Pourquoi le Rassemblement national souhaite-t-il sacraliser le patrimoine automobile ?
Avec sa proposition de résolution à l'Assemblée, le parti d'extrême droite entend défendre l'automobile française et son histoire. Mais quel but recherche réellement le groupe parlementaire dirigé par Marine le Pen ?

L’affaire est passée sous les radars des commentateurs politiques. Pourtant, la semaine dernière, le groupe RN a déposé à l’Assemblée nationale une proposition de résolution pour la reconnaissance officielle du patrimoine automobile français, et, dans la foulée, tient à mettre en place des mesures concrètes pour sa sauvegarde. Bigre.
Les parlementaires du parti d’extrême droite demandent que l’inscription aux monuments historiques des autos anciennes soit élargie, que les évènements les valorisant soient aidés et que la filière industrielle et artisanale soit mieux subventionnée. Enfin, le RN souhaite la création de pôles spécialisés pour développer la formation autour des véhicules anciens. Du lourd, en somme.
Une dépense financière supplémentaire
Sauf qu’une inscription aux monuments historiques offre quelques avantages non négligeables aux propriétaires des voitures si, d’aventure, le classement est élargi. Des dispositifs de subventions pour leur restauration, des déductions fiscales diverses et la suppression de droits de succession sont prévus par la loi. 478 voitures sont aujourd’hui classées, dont de nombreux joyaux du musée national de Mulhouse, comme la fameuse Bugatti Royale coupé Napoléon.
Si ce classement s’élargit aux Citroën DS, par exemple, qui n’ont pas démérité par leurs innovations technologies et designistiques. On imagine la facture des subventions à leur accorder, puisqu’il en reste, selon les estimations, plus de 70 000 en circulation. De la même manière, on imagine le grand sourire des organisateurs de Rétromobile, entre autres, recevant des aides financières, puisqu’un autre souhait du RN consiste à aider les évènements dédiés aux anciennes.

Dans la foulée, comme le parti n’est pas à une dépense près, il souhaite aussi aider la filière artisanale spécialisée dans ce domaine, et la formation des jeunes à ces métiers. C’est beau comme une campagne de rasage gratis, surtout en cette période de disette financière de l’État, et à l’heure du débat autour d’un budget tout en serrage de ceinture.
Une résolution sans la moindre contrainte
Le RN est-il totalement inconscient en matière financière ? Absolument pas, le parti est même ultra-prudent. Car sa proposition n’est qu’une résolution, et surtout pas une loi qui obligerait l'État à régler les douloureuses des subventions.

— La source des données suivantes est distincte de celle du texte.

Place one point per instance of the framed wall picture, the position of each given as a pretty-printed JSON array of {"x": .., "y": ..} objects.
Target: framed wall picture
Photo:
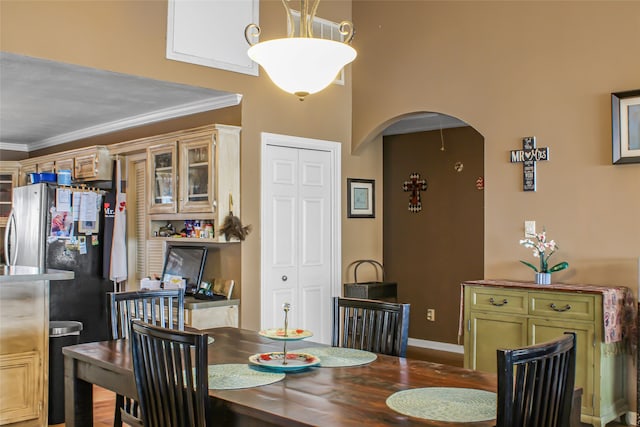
[
  {"x": 625, "y": 126},
  {"x": 361, "y": 198}
]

C'sst qu'une résolution, lorsqu’elle est adoptée, ne comporte aucune contrainte rèlementaire ni pour l'exécutif, ni pour une collectivité, ni pour personne d'aileurs. Il s’agit, à l’image d’un rapport gouvernemental, de faire circuler une idée auprès du législateur et du public. Et comme un rapport, elle peut parfaitement terminer sa course dans la corbeille à papier.
Mais dans ce cas, pourquoi le RN a-t-il pris la peine de se lancer dans cette campagne inutile ? Le parti souhaite simplement adresser un message à ses sympathisants et à tous ceux qu’il espère rallier à sa cause.
La nostalgie, camarade
Un message, en forme de « je vous ai compris ». Car le parti profite depuis des lustres d'une tendance en vogue, celle du rejet de toute forme nouvelle de contrainte et sur la nostalgie du temps d’avant, du temps ou tout allait mieux, ou l'on était libre de circuler, alors qu'aujourd'hui on ne peut plus rouler et que, par ailleurs, on ne peut plus rien dire.
D’où le rejet de toute nouveauté sociétale, environnementale mais aussi automobile. L’échéance de 2035 ? Le Rassemblement national n'en veut pas, itou pour les ZFE et les normes Cafe. Avec le slogan « c’était mieux avant » en porte-étendard à peine voilé, le parti de Jordan Bardella surfe sur la vague et entretient un sentiment qui ne demande qu’à se propager encore plus auprès d’un public forcément enclin, ecce homo, à se réfugier dans le déni et un passé d’avant la crise climatique, budgétaire, et sociale.
Une nostalgie dont l’automobile des trente glorieuses, entre autres, est l’un des emblèmes et qui est devenu l’un des fers de lance de l’extrême droite. Une extrême droite qui ne se soucie surtout pas de l’automobile du futur, et ne propose pas d’autre solution qu’un retour vers le passé.